1. I looked up that quote in berachot when I was there with Daf Yomi and Rambam's interpretation leaves the pshat. Why is it treated as anything more than drash? The gemara only mentions repetitive language spoken by a human being.
edited to add "in nach" although I'm not sure if Hazal ever said Torah to refer to something outside of "the Torah", excluding it. Also, unless I'm mistaken, isn't this statement aggadah?
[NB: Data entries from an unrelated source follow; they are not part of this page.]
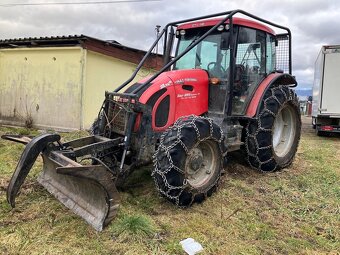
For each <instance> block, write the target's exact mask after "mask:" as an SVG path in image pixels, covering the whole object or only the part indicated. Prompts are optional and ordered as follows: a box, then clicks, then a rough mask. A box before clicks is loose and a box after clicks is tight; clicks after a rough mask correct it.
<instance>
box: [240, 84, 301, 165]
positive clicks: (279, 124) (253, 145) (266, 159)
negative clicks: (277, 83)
mask: <svg viewBox="0 0 340 255" xmlns="http://www.w3.org/2000/svg"><path fill="white" fill-rule="evenodd" d="M245 131H246V135H245V148H246V152H247V156H248V157H247V158H248V162H249V164H250V166H252V167H253V168H256V169H258V170H261V171H264V172H272V171H275V170H279V169H282V168H284V167H287V166H289V165H290V164H291V163H292V161H293V158H294V156H295V153H296V151H297V147H298V144H299V140H300V133H301V117H300V108H299V102H298V99H297V96H296V94H295V93H294V91H293V90H291V89H289V88H288V87H287V86H282V85H279V86H275V87H272V88H270V89H269V90H268V91H267V92H266V93H265V95H264V97H263V100H262V102H261V105H260V109H259V114H258V116H257V118H255V119H252V120H250V121H249V122H248V124H247V126H246V128H245Z"/></svg>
2. And yet kabbalah presented another face for another generation. So did the medieval philosophers. So did Hazal. I thought I saw something about different ages of the world mentioned in midrash although I could be completely wrong, but this is the best I can do right now, and you can surely object to the translations I have:
Rabbi Avin bar Kahana said: The Holy Blessed One said that "a new Torah will emanate from me;" namely, a renewed Torah will emanate from me.
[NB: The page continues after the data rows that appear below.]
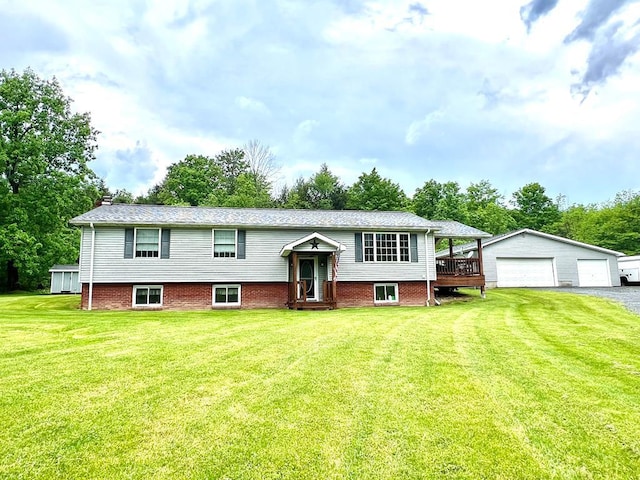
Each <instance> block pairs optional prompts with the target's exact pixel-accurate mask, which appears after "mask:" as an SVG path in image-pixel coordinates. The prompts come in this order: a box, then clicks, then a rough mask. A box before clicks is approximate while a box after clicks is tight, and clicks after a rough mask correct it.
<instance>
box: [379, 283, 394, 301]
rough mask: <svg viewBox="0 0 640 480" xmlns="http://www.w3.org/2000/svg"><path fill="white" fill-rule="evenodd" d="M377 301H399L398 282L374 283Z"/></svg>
mask: <svg viewBox="0 0 640 480" xmlns="http://www.w3.org/2000/svg"><path fill="white" fill-rule="evenodd" d="M373 291H374V302H375V303H395V302H398V284H397V283H376V284H374V285H373Z"/></svg>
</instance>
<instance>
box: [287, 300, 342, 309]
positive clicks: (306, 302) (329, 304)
mask: <svg viewBox="0 0 640 480" xmlns="http://www.w3.org/2000/svg"><path fill="white" fill-rule="evenodd" d="M289 308H290V309H292V310H333V309H334V308H336V304H335V303H332V302H296V303H291V304H289Z"/></svg>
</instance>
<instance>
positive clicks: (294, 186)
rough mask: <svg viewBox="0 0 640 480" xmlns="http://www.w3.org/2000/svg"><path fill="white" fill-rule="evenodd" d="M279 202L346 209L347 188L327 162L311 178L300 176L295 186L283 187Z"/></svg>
mask: <svg viewBox="0 0 640 480" xmlns="http://www.w3.org/2000/svg"><path fill="white" fill-rule="evenodd" d="M278 204H280V205H281V206H283V207H286V208H305V209H316V210H344V208H345V206H346V204H347V190H346V189H345V187H344V186H343V185H342V183H341V182H340V179H339V178H338V177H337V176H336V175H334V174H333V173H331V171H330V170H329V167H328V166H327V164H326V163H323V164H322V165H321V166H320V170H319V171H318V172H316V173H314V174H313V175H312V176H311V177H310V178H309V180H305V179H304V178H302V177H301V178H299V179H298V180H296V182H295V184H294V186H293V187H292V188H291V189H289V188H287V187H285V188H283V190H282V191H281V192H280V198H279V200H278Z"/></svg>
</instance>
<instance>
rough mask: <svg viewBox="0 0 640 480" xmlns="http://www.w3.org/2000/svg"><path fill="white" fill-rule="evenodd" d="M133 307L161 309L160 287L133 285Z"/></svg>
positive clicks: (144, 285) (161, 294)
mask: <svg viewBox="0 0 640 480" xmlns="http://www.w3.org/2000/svg"><path fill="white" fill-rule="evenodd" d="M133 306H134V307H161V306H162V285H135V286H134V287H133Z"/></svg>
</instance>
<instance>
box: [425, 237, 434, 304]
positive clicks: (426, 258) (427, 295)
mask: <svg viewBox="0 0 640 480" xmlns="http://www.w3.org/2000/svg"><path fill="white" fill-rule="evenodd" d="M430 233H431V229H430V228H428V229H427V232H426V233H425V234H424V247H425V259H426V261H425V262H424V263H425V270H426V274H427V307H430V306H431V279H430V278H429V255H426V252H427V251H428V250H429V234H430ZM434 250H435V246H434ZM433 255H434V258H435V251H434V252H433Z"/></svg>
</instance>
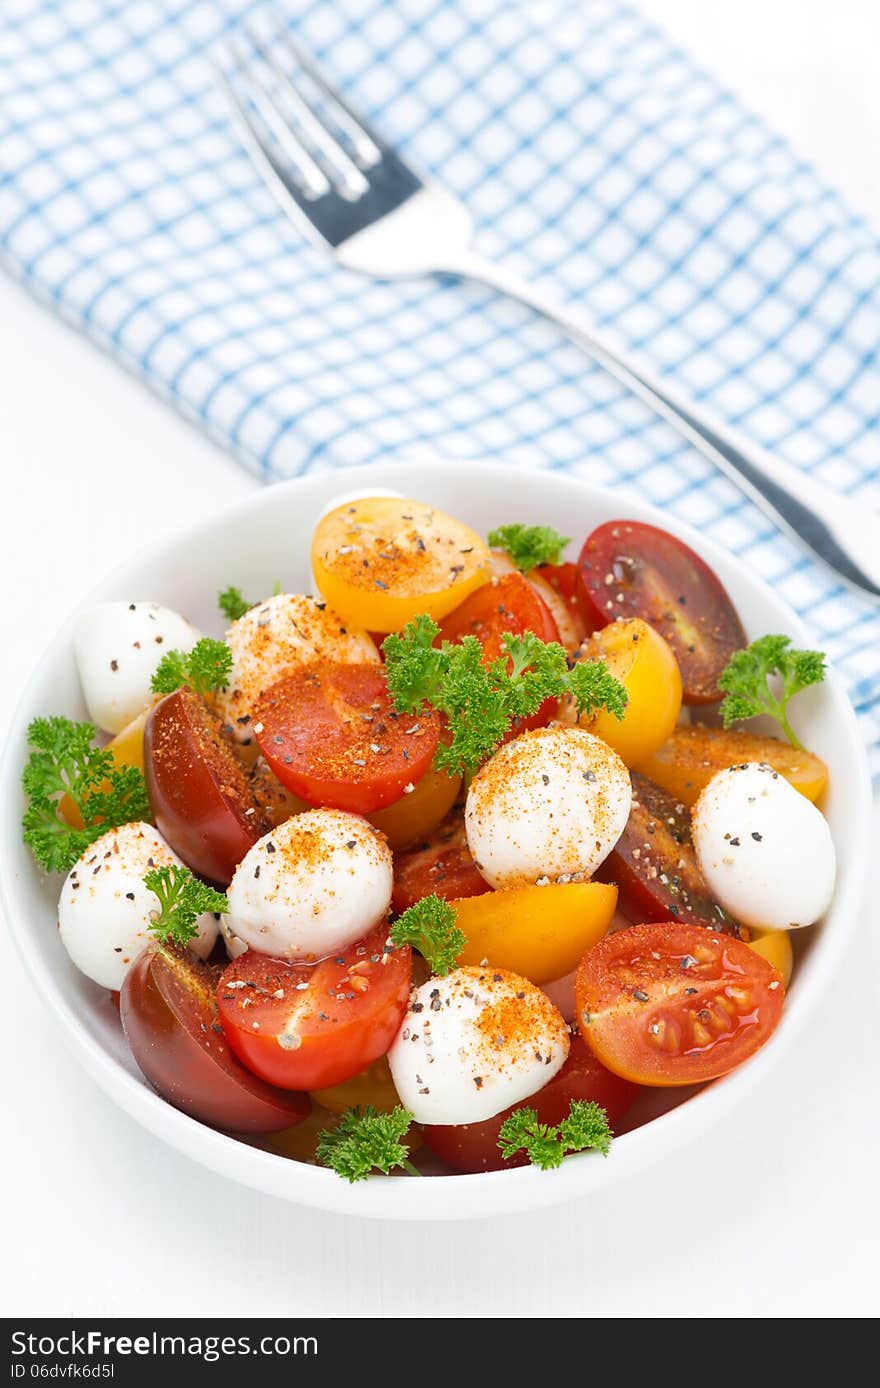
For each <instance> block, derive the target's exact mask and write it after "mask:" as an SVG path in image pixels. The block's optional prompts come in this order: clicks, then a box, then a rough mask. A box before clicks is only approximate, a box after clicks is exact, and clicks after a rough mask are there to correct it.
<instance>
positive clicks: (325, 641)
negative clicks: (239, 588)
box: [217, 593, 379, 743]
mask: <svg viewBox="0 0 880 1388" xmlns="http://www.w3.org/2000/svg"><path fill="white" fill-rule="evenodd" d="M226 641H228V643H229V648H230V651H232V673H230V676H229V686H228V688H226V690H223V691H222V693H219V694H218V695H217V709H218V712H219V715H221V718H223V720H225V722H226V723H228V725H229V727H230V730H232V733H233V734H235V737H236V738H237V740H239V741H240V743H250V741H251V740H253V726H251V709H253V708H254V704H255V702H257V700H258V698H260V695H261V694H262V693H264V690H266V688H269V686H271V684H275V682H276V680H279V679H280V677H282V675H286V673H287V672H289V670H294V669H297V668H298V666H300V665H307V663H311V662H312V661H343V662H346V663H350V665H353V663H358V662H364V661H369V662H378V661H379V651H378V650H376V644H375V641H373V640H372V637H369V636H368V634H366V632H362V630H361V629H359V627H353V626H347V625H346V622H343V619H341V616H339V613H336V612H333V611H332V608H329V607H328V605H326V604H325V602H319V601H316V600H315V598H310V597H307V595H305V594H303V593H279V594H276V595H275V597H272V598H266V601H265V602H258V604H257V607H254V608H251V609H250V611H248V612H246V613H244V616H242V618H239V620H237V622H233V623H232V626H230V627H229V630H228V632H226Z"/></svg>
Midrash Rabba Leviticus 13:3
Said Rabbi Avahu bar Kahana: The Holy Blessed One said, "A new Torah will emanate from me" (Isaiah 51:4), meaning that the renewal of Torah will emanate from me.
Midrash Rabba (Margolius) Leviticus 13:3
I found another reference but I can't follow it myself. According to this, in Sefer ha-Temunah it says the universe is made of the otiyot of the aleph bet which are the otiyot of Torah and every once in a while the system collapses, as it were, and the letters are shuffled and then redistributed. Each time it is still the Torah that is received but the combinations will be different so the Torah will read differently.
That suggests to me that each age can potentially have a different partzuf or combination of partzufim as the otiyot are redistributed. But in our age we are now conscious of this process.